Though AST SpaceMobile’s satellites are not directly affected by the latest explosion, the company partnered with Blue Origin in November 2024 to use its New Glenn rocket to deliver AST’s next-generation Block 2 Bluebird satellites to low-Earth orbit. Citing multiple unidentified employees, the Financial Times reported that an initial assessment of the site showed severe damage to Blue Origin’s equipment, including its only launchpad.

The explosion is a stumbling block for AST’s goals to place at least 45 satellites in orbit by the end of the year.
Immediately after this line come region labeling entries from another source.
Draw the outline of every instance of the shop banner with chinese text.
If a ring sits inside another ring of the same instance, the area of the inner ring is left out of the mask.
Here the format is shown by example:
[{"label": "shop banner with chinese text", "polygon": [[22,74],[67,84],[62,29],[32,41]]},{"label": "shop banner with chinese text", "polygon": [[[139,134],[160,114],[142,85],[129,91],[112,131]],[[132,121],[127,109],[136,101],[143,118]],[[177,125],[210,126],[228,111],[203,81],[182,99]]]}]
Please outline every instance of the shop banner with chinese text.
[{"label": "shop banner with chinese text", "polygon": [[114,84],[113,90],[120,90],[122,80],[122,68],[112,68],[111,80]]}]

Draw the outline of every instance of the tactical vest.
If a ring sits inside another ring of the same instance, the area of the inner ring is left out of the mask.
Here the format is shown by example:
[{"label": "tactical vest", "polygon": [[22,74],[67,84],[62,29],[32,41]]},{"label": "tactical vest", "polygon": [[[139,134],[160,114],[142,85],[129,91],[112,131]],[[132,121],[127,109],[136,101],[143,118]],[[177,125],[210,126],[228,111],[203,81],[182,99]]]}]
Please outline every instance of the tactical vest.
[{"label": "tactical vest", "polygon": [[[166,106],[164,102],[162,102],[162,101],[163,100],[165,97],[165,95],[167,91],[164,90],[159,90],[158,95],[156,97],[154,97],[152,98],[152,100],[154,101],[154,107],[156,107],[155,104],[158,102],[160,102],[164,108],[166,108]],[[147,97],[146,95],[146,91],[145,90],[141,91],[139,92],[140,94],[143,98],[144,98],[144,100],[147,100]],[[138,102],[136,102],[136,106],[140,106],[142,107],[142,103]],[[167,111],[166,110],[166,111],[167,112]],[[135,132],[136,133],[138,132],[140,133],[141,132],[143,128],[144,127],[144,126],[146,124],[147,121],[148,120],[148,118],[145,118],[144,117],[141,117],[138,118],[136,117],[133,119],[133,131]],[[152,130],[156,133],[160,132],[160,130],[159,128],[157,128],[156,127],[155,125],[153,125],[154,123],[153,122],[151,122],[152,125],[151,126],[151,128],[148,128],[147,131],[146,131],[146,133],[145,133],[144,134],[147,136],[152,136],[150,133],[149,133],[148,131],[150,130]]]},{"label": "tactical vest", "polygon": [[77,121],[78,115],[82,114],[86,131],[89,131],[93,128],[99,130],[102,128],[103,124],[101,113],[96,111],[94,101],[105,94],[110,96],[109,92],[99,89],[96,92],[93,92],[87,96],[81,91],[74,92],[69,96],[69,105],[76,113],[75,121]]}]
The journey to reach that goal already hit a pretty major speed bump in April, after Blue Origin reported that its New Glenn vehicle put AST SpaceMobile’s BlueBird 7 satellite at an altitude too low to maintain operations.

markets

MongoDB sees knee-jerk drubbing then massive gains after impressive Q1 results, boost to full-year guidance

At first, it looked like another case of a software company selling off despite reporting strong results, with traders (or algorithms) sending MongoDB 21% lower in postmarket trading. That drubbing came even as the distributed database platform company beat Wall Street estimates on the top and bottom lines and lifted its full-year fiscal 2027 guidance.

What a difference seven minutes make. Those losses vanished, and then the stock proceeded to trade more than 20% higher.

Here are the Q1 numbers:

  • Revenue of $687.6 million (compared to analyst estimates of $664.5 million).

  • Adjusted earnings per share of $1.32 (estimate: $1.19).

Management hiked its full-year adjusted EPS guidance to a range of $5.95 to $6.14, up from a previous view of $5.75 to $5.93 and north of the $5.88 that analysts are anticipating. The annual sales outlook was also lifted to a range of $2.92 billion to $2.96 billion, up $600 million from its prior guidance and above the $2.9 billion consensus estimate.

The Q2 outlook provided by the company also bettered what the Street had penciled in for the top and bottom lines.

So for those keeping score at home, that’s a $5.6 billion drop in market cap as a knee-jerk reaction, followed by a $12.6 billion surge in value off the lows. Price discovery; it’s truly a beautiful thing.

Shares are still down year to date even after today’s volatility, but hey, the way things have been going, just give it a few minutes.